Edit the code below to see how variance changes as more data is observed.

///fold:
var makeCoin = function(weight) {
  return function() {
    return flip(weight) ? 'h' : 't';
  }
};

var pseudoCounts = {a: 10, b: 10};

var weightPosterior = function(observedData){
  return Infer({method: 'MCMC', burn:1000, samples: 1000}, function() {
    var coinWeight = sample(Beta({a: pseudoCounts.a, b: pseudoCounts.b}))
    var coinDist = Bernoulli({p: coinWeight})
    var obsFn = function(datum){observe(coinDist, datum=='h')}
    mapData({data: observedData}, obsFn)
    return coinWeight
  })
}

//creating 256 pairs of 'h' and 't' alternating
globalStore.fullDataSet = ['h', 't']
var ignore = repeat(499, function(){
  globalStore.fullDataSet = globalStore.fullDataSet.concat(['h','t'])
});
///


var observedDataSizes = [0,2,4,8,16,32,64,128,256,512];
var posts = map(function(N) {
  return weightPosterior(globalStore.fullDataSet.slice(0,N))
}, observedDataSizes); 
// returns an array of posteriors of length observedDataSizes.length

var variances = mapN(function(i){
	// your code here
}, observedDataSizes.length)

viz.line(observedDataSizes, variances);

You may need to look up how to use mapN().
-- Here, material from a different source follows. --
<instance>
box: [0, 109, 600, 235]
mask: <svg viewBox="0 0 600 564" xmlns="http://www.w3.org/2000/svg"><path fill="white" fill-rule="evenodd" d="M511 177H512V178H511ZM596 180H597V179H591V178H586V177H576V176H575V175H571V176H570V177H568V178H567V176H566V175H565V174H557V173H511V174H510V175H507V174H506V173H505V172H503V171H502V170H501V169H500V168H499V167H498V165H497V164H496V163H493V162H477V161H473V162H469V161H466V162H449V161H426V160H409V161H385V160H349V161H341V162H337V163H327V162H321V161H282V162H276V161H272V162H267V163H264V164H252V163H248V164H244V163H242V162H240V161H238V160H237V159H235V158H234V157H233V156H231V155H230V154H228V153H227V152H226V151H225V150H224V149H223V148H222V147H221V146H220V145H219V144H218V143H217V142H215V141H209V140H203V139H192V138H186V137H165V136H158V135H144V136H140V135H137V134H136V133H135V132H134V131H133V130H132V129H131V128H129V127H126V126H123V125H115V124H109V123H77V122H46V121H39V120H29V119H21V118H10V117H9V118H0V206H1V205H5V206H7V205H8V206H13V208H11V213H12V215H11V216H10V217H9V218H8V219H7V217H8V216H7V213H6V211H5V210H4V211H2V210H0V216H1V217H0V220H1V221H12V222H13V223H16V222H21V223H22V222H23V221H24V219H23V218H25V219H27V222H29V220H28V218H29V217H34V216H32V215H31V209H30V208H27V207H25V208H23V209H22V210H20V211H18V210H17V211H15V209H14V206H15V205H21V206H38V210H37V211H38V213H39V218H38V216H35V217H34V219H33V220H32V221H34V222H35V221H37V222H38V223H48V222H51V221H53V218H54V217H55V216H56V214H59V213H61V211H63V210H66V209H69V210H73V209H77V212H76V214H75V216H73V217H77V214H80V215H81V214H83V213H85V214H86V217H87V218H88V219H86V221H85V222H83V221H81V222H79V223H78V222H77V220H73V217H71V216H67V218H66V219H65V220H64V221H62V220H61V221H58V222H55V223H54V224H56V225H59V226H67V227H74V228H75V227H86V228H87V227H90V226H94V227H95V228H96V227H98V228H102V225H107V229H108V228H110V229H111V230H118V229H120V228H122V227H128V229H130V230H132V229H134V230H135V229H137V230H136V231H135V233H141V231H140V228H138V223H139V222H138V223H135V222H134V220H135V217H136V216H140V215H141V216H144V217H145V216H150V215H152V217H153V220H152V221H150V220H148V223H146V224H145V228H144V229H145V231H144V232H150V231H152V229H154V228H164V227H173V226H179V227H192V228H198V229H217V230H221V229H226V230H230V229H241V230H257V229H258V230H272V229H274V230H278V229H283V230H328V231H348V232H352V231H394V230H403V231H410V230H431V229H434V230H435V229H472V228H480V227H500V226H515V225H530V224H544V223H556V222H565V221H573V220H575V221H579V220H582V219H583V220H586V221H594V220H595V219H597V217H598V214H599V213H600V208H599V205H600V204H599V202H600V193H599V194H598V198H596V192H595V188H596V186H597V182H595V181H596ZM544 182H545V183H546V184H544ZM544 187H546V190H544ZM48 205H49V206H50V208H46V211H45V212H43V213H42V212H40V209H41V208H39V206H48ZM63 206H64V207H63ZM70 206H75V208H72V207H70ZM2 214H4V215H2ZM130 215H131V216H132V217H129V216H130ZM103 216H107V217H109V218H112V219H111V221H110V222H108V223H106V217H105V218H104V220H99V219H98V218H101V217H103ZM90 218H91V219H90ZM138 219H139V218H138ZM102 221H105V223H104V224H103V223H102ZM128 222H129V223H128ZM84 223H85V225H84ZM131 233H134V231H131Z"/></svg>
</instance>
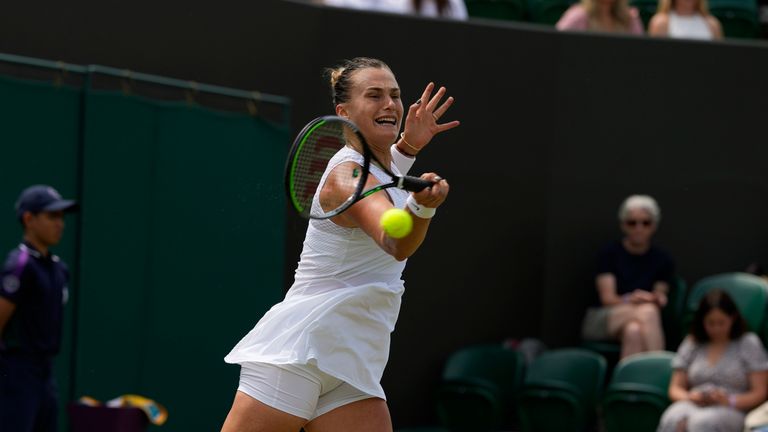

HINT: notice how the variable posts differs from estimates in the code above.

2. Causal Power

Consider our model of causal power from the chapter:

var observedData = [{C:true, E:false}]

var causalPowerPost = Infer({method: 'MCMC', samples: 10000, lag:2}, function() {
  // Causal power of C to cause E
  var cp = uniform(0, 1)

  // Background probability of E
  var b = uniform(0, 1)

  var obsFn = function(datum) {
    // The noisy causal relation to get E given C
    var E = (datum.C && flip(cp)) || flip(b)
    condition( E == datum.E)
  }

  mapData({data: observedData}, obsFn)

  return {causal_power: cp, background: b}
});

viz.marginals(causalPowerPost);

a)

Find a set of observations that result in inferring a fairly high causal power for C and a low background probability of E. Explain why this works.

b)

Find a set of observations that result in inferring a fairly low causal power for C and a high background probability of E. Explain why this works.

c)

Find a set of observations that result in inferring a fairly high causal power for C and a high background probability of E. Explain why this works.

d)

Suppose every time C is present, so is the effect E. Suppose C is present at least 5 times. Is there a way to nonetheless fail to infer a high causal power for C?